The SELECT operation in SQL can be broken down into three smaller operations, which we will refer to as the SELECT statement, the SELECT expression, and the SELECT query. (Breaking down the SELECT operation in this manner will make it far easier to understand and to appreciate its complexity.) Each of these operations provides its own set of keywords and clauses, providing you with the flexibility to create a final SQL statement that is appropriate for the question you want to pose to the database. As you'll learn in later chapters, you can even combine the operations in various ways to answer very complex questions.
In this chapter, we'll begin our discussion of the SELECT statement and take a brief look at the SELECT query. We'll then examine the SELECT statement in more detail as we work through to Chapter 5, Getting More Than Simple Columns, and Chapter 6, Filtering Your Data.
|Note: In other books about relational databases, you'll sometimes see the word relation used for table, and you might encounter tuple or record for row and perhaps attribute or field for column. However, the SQL Standard specifically uses the terms table, row, and column to refer to these particular elements of a database structure. We'll stay consistent with the SQL Standard and use these latter three terms throughout the remainder of the book.|
The SELECT statement forms the basis of every question you pose to the database. When you create and execute a SELECT statement, you are querying the database. (We know it sounds a little obvious, but we want to make certain that everyone reading this starts from the same point of reference.) In fact, many RDBMS programs allow you to save a SELECT statement as a query, view, function, or stored procedure. Whenever someone says she is going to query the database, you know that she's going to execute some sort of SELECT statement. Depending on the RDBMS program, SELECT statements can be executed directly from a command line window, from an interactive Query by Example (QBE) grid, or from within a block of programming code. Regardless of how you choose to define and execute it, the syntax of the SELECT statement is always the same.

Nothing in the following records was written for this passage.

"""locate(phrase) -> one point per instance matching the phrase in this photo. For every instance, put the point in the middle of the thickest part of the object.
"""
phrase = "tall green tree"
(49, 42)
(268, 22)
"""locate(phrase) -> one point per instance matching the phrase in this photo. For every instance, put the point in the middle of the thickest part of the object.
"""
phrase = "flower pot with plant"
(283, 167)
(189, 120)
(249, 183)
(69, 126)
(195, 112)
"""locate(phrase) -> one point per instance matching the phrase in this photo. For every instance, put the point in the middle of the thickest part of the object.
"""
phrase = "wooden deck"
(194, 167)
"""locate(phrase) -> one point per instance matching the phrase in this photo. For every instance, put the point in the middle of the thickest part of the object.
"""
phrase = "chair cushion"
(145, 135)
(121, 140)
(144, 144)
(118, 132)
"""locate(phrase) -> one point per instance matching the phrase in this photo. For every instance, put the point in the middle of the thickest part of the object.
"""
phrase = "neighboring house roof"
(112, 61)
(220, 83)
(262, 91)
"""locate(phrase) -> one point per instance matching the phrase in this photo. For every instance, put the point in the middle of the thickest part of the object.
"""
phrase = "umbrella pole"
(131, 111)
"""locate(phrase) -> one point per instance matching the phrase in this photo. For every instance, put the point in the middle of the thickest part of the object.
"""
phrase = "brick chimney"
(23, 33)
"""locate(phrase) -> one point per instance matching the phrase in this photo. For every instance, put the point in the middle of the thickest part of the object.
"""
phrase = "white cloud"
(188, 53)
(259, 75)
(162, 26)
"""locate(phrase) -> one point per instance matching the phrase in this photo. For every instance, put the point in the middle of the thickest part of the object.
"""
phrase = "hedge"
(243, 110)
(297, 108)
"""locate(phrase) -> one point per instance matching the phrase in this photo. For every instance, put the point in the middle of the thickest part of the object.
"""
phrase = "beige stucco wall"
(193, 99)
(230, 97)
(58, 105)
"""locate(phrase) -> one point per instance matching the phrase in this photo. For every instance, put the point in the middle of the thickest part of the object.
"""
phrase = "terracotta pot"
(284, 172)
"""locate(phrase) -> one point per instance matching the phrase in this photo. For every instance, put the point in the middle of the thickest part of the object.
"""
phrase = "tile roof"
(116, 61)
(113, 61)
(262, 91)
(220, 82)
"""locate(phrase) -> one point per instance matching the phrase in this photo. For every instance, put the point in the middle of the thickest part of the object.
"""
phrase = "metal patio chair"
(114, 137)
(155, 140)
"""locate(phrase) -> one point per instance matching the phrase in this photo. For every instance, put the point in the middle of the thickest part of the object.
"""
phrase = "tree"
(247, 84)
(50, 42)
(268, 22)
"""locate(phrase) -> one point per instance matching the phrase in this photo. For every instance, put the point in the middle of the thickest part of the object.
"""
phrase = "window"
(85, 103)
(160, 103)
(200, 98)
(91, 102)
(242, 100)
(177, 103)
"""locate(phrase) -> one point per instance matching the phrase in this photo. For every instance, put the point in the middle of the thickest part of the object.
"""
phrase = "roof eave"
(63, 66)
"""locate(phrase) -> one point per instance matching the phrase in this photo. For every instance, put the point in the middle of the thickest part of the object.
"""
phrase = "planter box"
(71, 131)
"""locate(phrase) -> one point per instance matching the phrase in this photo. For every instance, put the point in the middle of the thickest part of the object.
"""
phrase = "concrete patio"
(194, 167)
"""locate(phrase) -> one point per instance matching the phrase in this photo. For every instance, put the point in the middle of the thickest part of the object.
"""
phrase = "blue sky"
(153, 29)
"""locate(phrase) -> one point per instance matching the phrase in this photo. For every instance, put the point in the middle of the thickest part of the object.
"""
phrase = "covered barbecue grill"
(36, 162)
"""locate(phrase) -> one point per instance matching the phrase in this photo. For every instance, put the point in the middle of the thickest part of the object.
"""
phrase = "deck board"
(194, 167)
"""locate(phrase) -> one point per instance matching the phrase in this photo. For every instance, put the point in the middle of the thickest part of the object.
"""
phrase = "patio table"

|Note: Many database systems provide extensions to the SQL Standard to allow you to build complex programming statements (such as If . . . Then . . . Else) in functions and stored procedures, but the specific syntax is unique to each different product. It is far beyond the scope of this book to cover even one or two of these programming languages—such as Microsoft SQL Server's Transact-SQL or Oracle's PL/SQL. You'll still use the cornerstone SELECT statement when you build functions and stored procedures for your particular database system. Throughout this book, we'll use the term view to refer to a saved SQL statement even though you might embed your SQL statement in a function or procedure.|
A SELECT statement is composed of several distinct keywords, known as clauses. You define a SELECT statement by using various configurations of these clauses to retrieve the information you require. Some of these clauses are required, although others are optional. Additionally, each clause has one or more keywords that represent required or optional values. These values are used by the clause to help retrieve the information requested by the SELECT statement as a whole. Figure 4–1 (on page 73) shows a diagram of the SELECT statement and its clauses.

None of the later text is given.